Things are still going good and you are doing the right thing by letting him have the day with the boy. Next time do not ask about the clothes, you know the answer, if it bothers you just swallow it back. I think the more time and impact dad gets with the kid the less struggle you are going to have with him.

Just my opinion.....

iVillage Member
Registered: 06-11-2004
Wed, 04-19-2006 - 3:44pm

Youre right. It just kills me the way he talks to me about it. Hopefully some day that attitude part of it will change. But I wont ask again as I will know the answer. I am proud of how I handled it. A few weeks ago I would have been ready to go blow for blow. He did send me another pic since then. This time i didnt call him to acknowledge it instead I sent him a text message saying thanks, he looks very cute.

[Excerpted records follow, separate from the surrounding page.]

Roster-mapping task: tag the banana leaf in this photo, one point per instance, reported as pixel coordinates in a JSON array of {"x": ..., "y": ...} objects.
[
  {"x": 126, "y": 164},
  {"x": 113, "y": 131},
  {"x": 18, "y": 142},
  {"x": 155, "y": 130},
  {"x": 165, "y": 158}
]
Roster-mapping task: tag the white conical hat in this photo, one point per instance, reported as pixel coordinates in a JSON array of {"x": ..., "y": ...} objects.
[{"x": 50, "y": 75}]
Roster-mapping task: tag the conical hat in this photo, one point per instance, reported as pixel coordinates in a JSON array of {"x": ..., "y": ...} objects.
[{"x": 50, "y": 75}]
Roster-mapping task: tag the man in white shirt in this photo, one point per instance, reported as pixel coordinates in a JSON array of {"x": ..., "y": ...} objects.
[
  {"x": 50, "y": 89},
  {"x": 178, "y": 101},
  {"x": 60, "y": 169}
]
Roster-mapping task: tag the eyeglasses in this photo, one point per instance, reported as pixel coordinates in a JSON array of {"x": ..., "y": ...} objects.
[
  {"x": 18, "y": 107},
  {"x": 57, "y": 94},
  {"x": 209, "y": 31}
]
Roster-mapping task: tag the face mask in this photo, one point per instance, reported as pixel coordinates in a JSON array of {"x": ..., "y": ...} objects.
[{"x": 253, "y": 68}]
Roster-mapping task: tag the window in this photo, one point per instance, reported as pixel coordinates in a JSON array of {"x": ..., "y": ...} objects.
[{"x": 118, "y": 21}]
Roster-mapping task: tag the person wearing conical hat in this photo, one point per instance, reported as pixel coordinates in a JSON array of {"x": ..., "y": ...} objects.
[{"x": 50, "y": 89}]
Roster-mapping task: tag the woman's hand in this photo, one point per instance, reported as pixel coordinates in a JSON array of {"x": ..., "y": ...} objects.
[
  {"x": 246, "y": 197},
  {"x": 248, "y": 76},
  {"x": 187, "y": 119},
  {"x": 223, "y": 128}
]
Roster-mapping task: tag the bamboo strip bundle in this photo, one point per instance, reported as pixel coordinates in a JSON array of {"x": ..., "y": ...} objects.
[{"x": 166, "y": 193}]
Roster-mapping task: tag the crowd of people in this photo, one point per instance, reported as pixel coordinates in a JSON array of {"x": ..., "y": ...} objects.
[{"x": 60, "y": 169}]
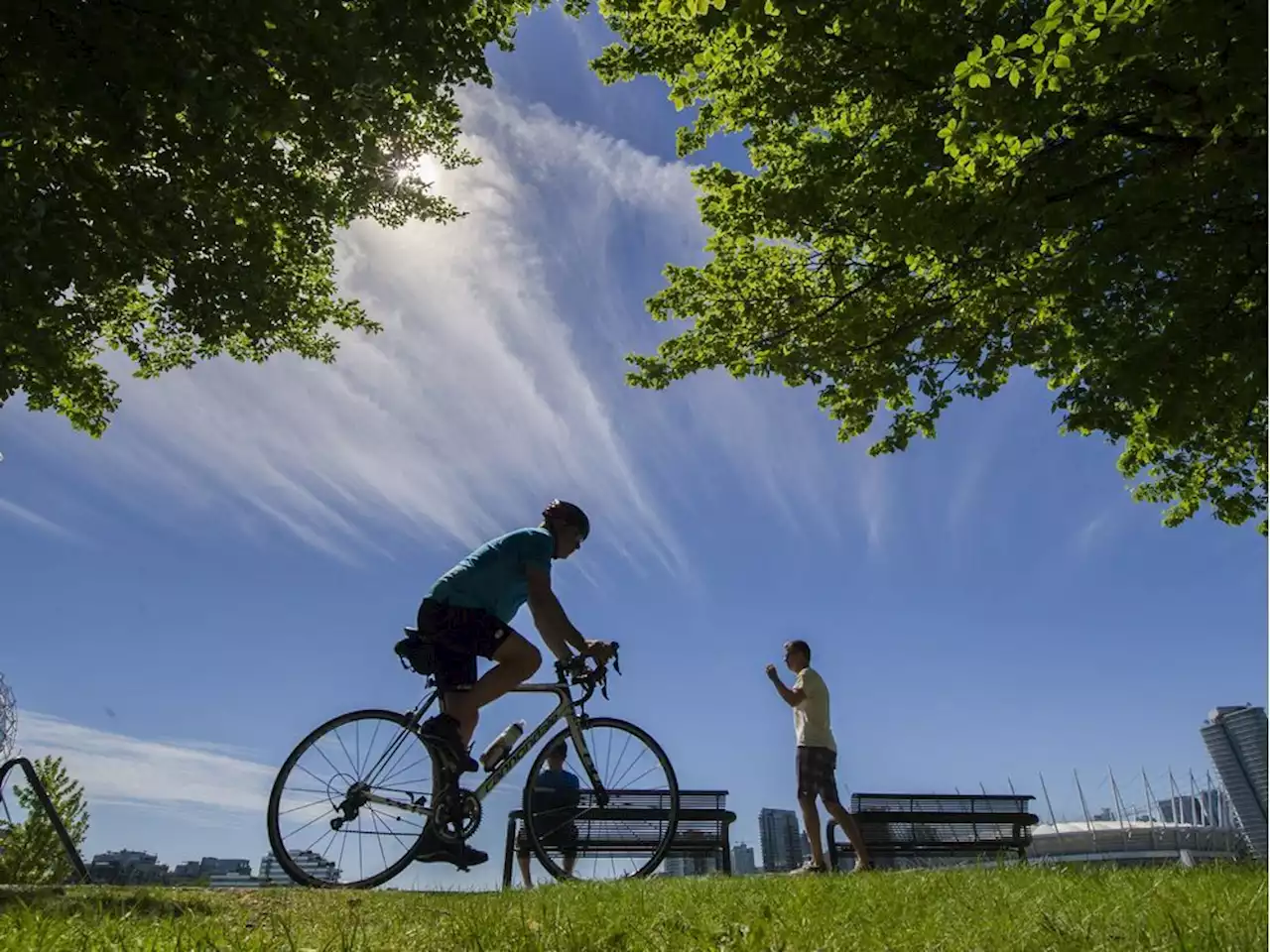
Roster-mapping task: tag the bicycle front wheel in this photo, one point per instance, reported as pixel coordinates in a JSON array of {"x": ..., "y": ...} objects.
[
  {"x": 610, "y": 811},
  {"x": 327, "y": 823}
]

A long journey ahead, I know but some progress nonetheless. Today was a big hurdle for me and I made out okay. Looking forward to his return at 6pm. He got him at 9am so it was an even longer visit today and it shows my willingness to cooperate and be flexible, he called me at 9:30pm last night saying Im still getting him right? After not hearing from him the entire day I thought he wasnt coming. I hope he sees and appreciates the willingness on my part even if he wont tell me.

As you know I respect your opinion.

iVillage Member
Registered: 10-27-2005
Wed, 04-19-2006 - 3:51pm

My ex complains about stuff I dress our daughter in too! What is it with these idiots? First of all, my ex never knew how to dress himself, he was always a complete slob. Now his new girlfriend has him dressing like Mr. GQ and all of a sudden he can critique everyone & everything...including my choice of clothing for my little girl. See, unlike him I can't afford to constantly dress her in Gap Kids or Old Navy. I usually shop at Target and sometimes Wal-Mart. I buy her cute things, she always looks beautiful. He also complains about her shoes which I usually get at either Target or Payless. I'm not about to spend $40 on a pair of shoes from Stride Rite that she's going to outgrow in 3 weeks!!!! He'll make comments like "Um..Lainie, would it kill you to dress her a little better"? I'm like "SHE'S 2...2 year olds are little piggies..2 year olds make messes & get dirty! No i'm not putting her in a $40 outfit that she'll ruin! I'll put her in a $15 outfit that she can wear out to her heart's desire" and he says "Well I pay you child support, I expect you to use it on her" UH, I DO @SSHOLE...I PAY FOR DAYCARE WHICH YOUR CHILD SUPPORT COVERS 1/2 OF! I don't have extra money to throw away on overpriced toddler clothes! Arghhh!!
Whew- that felt good, LOL

Lainie

iVillage Member
Registered: 06-11-2004
Wed, 04-19-2006 - 4:04pm

It just makes me sick. I too shop at Payless and Target. All my son does is play on the floor. He's 3. So I hear ya on the not spending $40 on an outfit for him to get dirt on or food on or rip running around. I mean I will splurge occassionally on him but for regular going outside heck no. If my ex wants to do that then so be it. Im more concerned with finding a way to save money for him for his future then expensive name brand clothes. If its on sale and within my budget then once in a while. But I want to raise him to know its not about materialistic stuff and how much money you can spend on an outfit or sneakers but how you are as a person and how you treat others.

Our ex's are jerks sometimes. lol

iVillage Member
Registered: 10-27-2005
Wed, 04-19-2006 - 4:07pm

Oh yeah, I do also occassionally splurge, but her ENTIRE wardrobe does not consist of designer clothes. (Heck, neither does mine!!!!)
The other day I got her a bunch of things from Old Navy (including this adorable bikini- LOL) and I will NOT send her to his house wearing any of this stuff because he'll keep it. Every time I send her to him in something expensive I never see it again. I guess he looks at it as "I pay her child support, she owes me". How petty.

Lainie

iVillage Member
Registered: 06-11-2004
Wed, 04-19-2006 - 4:25pm
Oh my God. The same thing happens to me. I learned my lesson. They are alike in a lot of ways.